The pharma and biotech sector and a coalition of academic organizations say they support the goal of cracking down on abusive litigation tactics in patent infringement lawsuits. But they argue that H.R. 3309 is overly broad and would create unintended problems for innovators who rely on the patent system to fund and protect their inventions.

Essentially, they are concerned that the legislation does not sufficiently distinguish patent trolls from businesses seeking to protect their legitimate intellectual property. “The legislation would erect many barriers in the hope of stopping patent trolls. But everybody else will have to get over these barriers too,” Sauer says. “That’s the problem.”

Small start-ups, he explains, must be able to defend their businesses against patent infringement in a timely and cost-effective manner and without needless and numerous procedural hurdles or other obstacles.

“If you are a small biotech business, you want a law to protect you from unfair patent assertions,” Sauer observes. “But it must allow you to legitimately enforce your own patents if you have to.
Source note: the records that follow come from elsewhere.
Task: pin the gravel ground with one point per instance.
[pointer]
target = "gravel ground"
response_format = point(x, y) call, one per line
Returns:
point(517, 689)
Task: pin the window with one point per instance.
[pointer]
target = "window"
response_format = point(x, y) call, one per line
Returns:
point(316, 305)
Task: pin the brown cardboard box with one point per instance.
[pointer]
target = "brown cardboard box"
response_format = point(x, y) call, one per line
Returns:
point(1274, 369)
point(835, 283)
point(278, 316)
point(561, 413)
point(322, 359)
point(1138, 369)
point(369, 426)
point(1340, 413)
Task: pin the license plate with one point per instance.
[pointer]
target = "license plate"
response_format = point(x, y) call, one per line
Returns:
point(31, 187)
That’s the balance you want.”

Universities, which develop and license patents but do not commercialize products, worry that the bill would curtail their ability to make money from research. In a joint statement, the Association of American Universities and five other higher education groups say they will likely get caught up in the all-encompassing, fee-shifting provision and other sweeping language in the legislation.

The requirements would pose a “substantial disincentive for universities and start-ups to enforce patents on new technologies and innovations, which undermines the goal of the patent system,” the associations say.

In response to the criticism, Goodlatte says legitimate patent holders have nothing to fear from his bill because it would not prevent the assertion of valid patents. “The bill doesn’t devalue patent rights. It pushes for legal reform measures and strengthens the patent system,” he remarks. The term “patent troll,” he adds, refers to a behavior.

Lobbyists have now turned their attention to the Senate, where the debate over patent litigation reform is just beginning. PhRMA “looks forward to working with the Senate on targeted reforms to curb abusive patent litigation while maintaining incentives for biomedical innovation,” Bennett says.

At a Judiciary Committee hearing on Dec. 17, 2013, senators appeared to be far apart over the best approach to the issue. Several called for more study before voting on any bill. And eight of the 18 committee members are sponsoring or cosponsoring various bills aimed at curbing frivolous patent infringement lawsuits.

“I am wary of overkill,” said Sen. Richard Blumenthal (D-Conn.). “I’m wary of the unintended consequences of limiting patent rights without knowing what the end result will be. We have an important obligation that we first do no harm.”

Before taking any action, the committee should hold additional hearings to gain a better understanding of the patent litigation landscape, Sen. Dianne Feinstein (D-Calif.) said. “This is such a difficult, complicated arena.”